F. Dowker (Imperial College, London): Development of Quantum Measure Theory and the rigorous derivation of the measure for Quantum Mechanics analogous to the Wiener measure for Brownian motion. Application to the problem of quantum gravity.

D. Duerr (LMU, Munich) and N. Zanghì (UniGe, Genoa): Theoretical and experimental analysis of time measurements in quantum mechanics. Development of relativistic Bohmian mechanics.

B.C. Hiesmayr (University of Vienna): Theoretical and phenomenological studies of quantum mechanical phenomena (Bell inequalities, decoherence models or quantum marking and eraser procedures) in high energy physics. Working out realisable proposals for near future experiments.

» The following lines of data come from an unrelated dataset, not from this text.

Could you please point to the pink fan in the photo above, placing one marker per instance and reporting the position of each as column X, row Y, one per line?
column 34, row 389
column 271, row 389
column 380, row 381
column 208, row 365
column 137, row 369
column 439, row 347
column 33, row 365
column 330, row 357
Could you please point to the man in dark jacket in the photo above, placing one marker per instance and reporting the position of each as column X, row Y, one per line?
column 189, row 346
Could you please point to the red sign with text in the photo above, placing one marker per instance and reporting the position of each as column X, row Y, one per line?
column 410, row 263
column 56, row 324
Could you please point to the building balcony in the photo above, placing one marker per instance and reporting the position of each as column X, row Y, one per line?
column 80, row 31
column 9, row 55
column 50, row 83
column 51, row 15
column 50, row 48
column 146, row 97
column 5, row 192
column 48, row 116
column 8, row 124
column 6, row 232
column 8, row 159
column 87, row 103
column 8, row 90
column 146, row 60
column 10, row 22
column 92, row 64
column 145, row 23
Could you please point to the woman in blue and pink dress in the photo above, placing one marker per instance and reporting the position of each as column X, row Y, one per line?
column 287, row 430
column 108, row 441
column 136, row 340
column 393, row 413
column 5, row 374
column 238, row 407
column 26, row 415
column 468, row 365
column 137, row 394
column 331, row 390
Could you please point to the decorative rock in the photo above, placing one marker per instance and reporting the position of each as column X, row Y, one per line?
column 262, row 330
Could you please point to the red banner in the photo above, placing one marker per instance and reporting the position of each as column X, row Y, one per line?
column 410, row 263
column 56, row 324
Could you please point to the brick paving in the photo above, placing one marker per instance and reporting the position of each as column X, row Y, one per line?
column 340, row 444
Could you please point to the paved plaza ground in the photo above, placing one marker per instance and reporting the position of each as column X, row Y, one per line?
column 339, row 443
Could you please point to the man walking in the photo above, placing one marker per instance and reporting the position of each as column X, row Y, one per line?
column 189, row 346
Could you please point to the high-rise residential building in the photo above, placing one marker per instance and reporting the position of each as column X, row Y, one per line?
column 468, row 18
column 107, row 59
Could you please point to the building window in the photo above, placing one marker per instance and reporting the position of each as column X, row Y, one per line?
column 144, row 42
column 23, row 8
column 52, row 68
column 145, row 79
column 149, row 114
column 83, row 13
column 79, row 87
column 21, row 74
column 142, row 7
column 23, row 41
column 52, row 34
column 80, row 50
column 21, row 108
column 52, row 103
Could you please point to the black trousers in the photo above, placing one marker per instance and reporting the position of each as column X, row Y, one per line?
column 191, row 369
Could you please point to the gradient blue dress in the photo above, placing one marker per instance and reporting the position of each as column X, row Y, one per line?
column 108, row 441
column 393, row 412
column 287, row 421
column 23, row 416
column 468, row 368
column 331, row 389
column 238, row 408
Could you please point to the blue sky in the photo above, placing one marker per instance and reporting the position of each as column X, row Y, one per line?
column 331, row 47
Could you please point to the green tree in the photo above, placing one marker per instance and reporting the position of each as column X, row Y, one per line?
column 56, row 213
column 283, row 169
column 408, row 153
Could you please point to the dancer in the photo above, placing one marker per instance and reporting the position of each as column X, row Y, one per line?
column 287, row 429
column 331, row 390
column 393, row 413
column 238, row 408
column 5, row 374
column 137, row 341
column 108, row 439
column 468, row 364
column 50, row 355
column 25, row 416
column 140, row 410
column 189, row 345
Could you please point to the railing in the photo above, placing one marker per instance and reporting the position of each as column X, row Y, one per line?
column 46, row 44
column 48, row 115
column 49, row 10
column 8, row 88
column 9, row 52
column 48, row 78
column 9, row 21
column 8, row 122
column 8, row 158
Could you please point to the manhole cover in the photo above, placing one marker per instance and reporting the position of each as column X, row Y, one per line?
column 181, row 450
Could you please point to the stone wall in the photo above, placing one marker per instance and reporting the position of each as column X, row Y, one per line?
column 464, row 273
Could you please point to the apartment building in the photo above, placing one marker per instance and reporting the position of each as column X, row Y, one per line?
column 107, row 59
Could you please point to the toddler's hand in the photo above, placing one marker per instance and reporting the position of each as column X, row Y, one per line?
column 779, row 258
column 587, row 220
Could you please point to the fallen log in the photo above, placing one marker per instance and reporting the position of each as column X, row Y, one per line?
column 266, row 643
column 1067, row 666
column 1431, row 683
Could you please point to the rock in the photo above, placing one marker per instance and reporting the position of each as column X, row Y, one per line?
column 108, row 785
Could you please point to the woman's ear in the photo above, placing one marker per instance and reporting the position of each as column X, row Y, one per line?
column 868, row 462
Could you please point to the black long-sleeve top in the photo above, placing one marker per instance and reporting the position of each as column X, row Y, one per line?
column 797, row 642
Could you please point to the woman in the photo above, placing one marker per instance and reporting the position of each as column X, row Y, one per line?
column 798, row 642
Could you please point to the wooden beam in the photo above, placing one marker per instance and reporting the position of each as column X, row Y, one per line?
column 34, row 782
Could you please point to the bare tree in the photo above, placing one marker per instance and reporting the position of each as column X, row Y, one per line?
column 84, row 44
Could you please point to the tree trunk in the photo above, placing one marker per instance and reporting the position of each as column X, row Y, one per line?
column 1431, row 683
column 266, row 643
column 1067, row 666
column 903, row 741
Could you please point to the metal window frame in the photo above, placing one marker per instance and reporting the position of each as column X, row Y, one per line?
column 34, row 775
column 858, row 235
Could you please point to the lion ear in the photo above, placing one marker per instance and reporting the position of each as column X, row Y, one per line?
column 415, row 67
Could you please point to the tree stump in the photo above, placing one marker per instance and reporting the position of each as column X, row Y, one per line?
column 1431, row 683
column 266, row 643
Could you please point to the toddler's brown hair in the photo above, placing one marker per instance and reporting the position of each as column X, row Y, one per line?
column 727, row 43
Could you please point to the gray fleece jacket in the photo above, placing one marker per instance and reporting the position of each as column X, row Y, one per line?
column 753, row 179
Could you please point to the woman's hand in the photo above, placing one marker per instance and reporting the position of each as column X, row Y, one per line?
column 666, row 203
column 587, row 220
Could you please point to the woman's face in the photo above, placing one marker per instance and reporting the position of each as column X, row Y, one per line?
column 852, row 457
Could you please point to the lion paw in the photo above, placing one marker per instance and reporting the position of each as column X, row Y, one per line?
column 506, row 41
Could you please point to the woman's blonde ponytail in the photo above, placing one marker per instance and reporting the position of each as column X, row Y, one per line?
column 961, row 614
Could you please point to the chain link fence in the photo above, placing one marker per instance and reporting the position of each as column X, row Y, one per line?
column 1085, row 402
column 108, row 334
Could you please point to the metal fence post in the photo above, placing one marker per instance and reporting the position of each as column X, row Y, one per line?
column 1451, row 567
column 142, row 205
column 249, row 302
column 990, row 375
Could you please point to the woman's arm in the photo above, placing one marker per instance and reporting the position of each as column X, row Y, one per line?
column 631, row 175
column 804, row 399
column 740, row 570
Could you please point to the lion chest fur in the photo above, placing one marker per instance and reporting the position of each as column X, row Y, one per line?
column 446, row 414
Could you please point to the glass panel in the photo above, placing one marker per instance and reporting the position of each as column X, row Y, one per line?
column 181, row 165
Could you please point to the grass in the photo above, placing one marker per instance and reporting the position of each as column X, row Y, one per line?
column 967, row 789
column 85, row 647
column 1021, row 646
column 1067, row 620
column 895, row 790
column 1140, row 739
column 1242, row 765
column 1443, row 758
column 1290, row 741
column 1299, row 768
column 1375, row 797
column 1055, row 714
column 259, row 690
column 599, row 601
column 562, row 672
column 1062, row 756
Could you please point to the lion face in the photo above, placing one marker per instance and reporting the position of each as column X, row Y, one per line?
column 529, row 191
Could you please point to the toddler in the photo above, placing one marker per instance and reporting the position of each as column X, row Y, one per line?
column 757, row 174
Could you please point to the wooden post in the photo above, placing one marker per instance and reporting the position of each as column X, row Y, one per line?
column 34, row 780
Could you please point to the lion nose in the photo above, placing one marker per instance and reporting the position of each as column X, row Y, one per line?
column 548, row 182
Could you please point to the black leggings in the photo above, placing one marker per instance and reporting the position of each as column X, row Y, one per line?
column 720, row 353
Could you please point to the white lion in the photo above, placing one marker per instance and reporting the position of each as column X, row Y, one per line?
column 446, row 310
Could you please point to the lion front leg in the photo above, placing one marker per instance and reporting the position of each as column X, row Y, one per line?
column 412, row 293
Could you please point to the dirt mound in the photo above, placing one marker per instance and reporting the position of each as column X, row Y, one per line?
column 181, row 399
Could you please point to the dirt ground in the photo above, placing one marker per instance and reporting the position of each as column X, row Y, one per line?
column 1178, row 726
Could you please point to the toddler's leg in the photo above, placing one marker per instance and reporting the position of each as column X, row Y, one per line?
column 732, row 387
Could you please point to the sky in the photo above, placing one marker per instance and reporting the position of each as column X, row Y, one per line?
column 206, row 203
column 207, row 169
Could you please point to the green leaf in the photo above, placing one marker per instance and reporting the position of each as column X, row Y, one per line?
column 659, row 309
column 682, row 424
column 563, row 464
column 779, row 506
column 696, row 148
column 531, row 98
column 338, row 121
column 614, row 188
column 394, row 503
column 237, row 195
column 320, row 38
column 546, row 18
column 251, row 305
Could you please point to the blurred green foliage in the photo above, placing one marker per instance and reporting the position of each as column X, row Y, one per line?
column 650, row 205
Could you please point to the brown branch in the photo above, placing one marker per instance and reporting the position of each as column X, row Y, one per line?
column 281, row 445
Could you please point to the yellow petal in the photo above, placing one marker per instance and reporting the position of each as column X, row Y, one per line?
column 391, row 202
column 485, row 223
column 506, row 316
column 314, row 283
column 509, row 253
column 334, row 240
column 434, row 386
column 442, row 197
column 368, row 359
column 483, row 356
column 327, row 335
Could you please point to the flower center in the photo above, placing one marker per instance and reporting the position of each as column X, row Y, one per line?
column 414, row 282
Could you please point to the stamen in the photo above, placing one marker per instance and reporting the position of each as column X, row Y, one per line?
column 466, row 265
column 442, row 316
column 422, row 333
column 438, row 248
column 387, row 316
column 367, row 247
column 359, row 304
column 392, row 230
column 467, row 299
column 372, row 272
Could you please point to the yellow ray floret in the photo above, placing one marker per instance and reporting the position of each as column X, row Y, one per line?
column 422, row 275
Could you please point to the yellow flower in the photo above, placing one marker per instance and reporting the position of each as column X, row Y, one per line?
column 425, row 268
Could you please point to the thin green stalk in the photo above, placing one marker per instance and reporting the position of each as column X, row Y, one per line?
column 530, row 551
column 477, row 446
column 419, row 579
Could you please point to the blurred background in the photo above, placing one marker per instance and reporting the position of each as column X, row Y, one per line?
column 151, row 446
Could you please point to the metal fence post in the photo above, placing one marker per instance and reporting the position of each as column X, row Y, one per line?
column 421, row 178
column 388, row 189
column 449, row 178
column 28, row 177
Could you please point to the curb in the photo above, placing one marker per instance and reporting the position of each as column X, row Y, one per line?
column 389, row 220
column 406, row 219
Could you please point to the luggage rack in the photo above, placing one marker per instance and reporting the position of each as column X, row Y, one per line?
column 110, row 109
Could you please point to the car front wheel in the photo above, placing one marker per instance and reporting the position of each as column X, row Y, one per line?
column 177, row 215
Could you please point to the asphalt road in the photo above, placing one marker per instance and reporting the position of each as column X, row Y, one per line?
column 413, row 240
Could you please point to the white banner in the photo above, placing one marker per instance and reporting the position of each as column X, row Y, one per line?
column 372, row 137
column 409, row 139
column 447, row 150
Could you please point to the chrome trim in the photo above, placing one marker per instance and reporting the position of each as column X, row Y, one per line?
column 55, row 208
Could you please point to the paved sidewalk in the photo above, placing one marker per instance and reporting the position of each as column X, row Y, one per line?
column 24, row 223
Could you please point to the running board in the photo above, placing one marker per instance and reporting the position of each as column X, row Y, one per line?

S. Miret (CSIC, Madrid): Quantum interference and diffraction with wave packets to be applied in Optics, atom-surface scattering, scattering with barriers, chemical reaction with tunneling. Stochastic quantum trajectories to be applied to the diffusion of adsorbates on surfaces.

W. Struyve (University of Leuven): Development of relativistic and field theoretic Bohmian mechanics. Exploration of non-equilibrium Bohmian mechanics and empirical implications.

S. Teufel (University of Tuebingen): Adiabatic and semiclassical limits in Bohmian mechanics. Relation between non-adiabatic behavior, decoherence and friction in models for non-relativistic QED.

New understanding of quantum phenomena.
New experiments testing quantum mechanics on larger scales.
New approaches to quantum physics. In particular: application of Bohmian mechanics to time measurements and high energy physics; new collapse models; new approaches to quantum gravity.
New advanced stochastic and geometric tools in physics.
New models and analysis of the description of the micro to macro transition.
Development of non-Markovian descriptions in quantum mechanics. Application to decoherence theory, ultrafast chemical and biological processes, and other fields

Our network will have the structure, competences and ambition to achieve the declared goals and to reach a breakthrough in our understanding of the quantum universe.

WG1: Quantum Theory without Observers.
WG2: Effective Descriptions of Complex Systems.
WG3: Quantum Theory meets Relativity.
WG4: From Theory to Experiments.

The WG leaders, the STSM coordinator, the MC Chair and MC Deputy Chair, will be elected by the Management Committee (MC) at the kickoff meeting, to be held at the start of the Action.

The MC will supervise the overall progress of the Action. The MC will be supported by a secretary. The MC-chair, vice-chair and the four WG-leaders will constitute the leading structure of the Action.

The MC and WGs will generally meet twice a year. Meetings will occur along with a conference, workshop or summer school open to persons outside the Action.

A website will be created, to disseminate and promote the activity of the Action and of the network.

[1] www.qmts.it/network.html
[2] J.S. Bell, “Speakable and unspeakable in quantum mechanics”, CUP (2004).
[3] “What don’t we know?”, Science 309 (2005) 98.
[4] A. Leggett, “The Measurement problem”, Science 307 (2005) 871.
[5] S.L. Adler, A. Bassi, “Is quantum theory exact?”, Science 325 (2009) 275.
[6] Special Issue “The Quantum Universe”, Journ. Phys. A 40 (2007). S.L. Adler, A. Bassi, F. Dowker and D. Duerr eds.
[7] D. Duerr, S. Teufel: "Bohmian mechanics", Springer (2009).
[8] L. Diosi: "A Short Course in Quantum Information Theory - An Approach From Theoretical Physics" Lecture Notes in Physics 713, Springer (2007).
[9] I. Burghardt et al., “Energy Transfer Dynamics in Biomaterial Systems”, Springer (2009).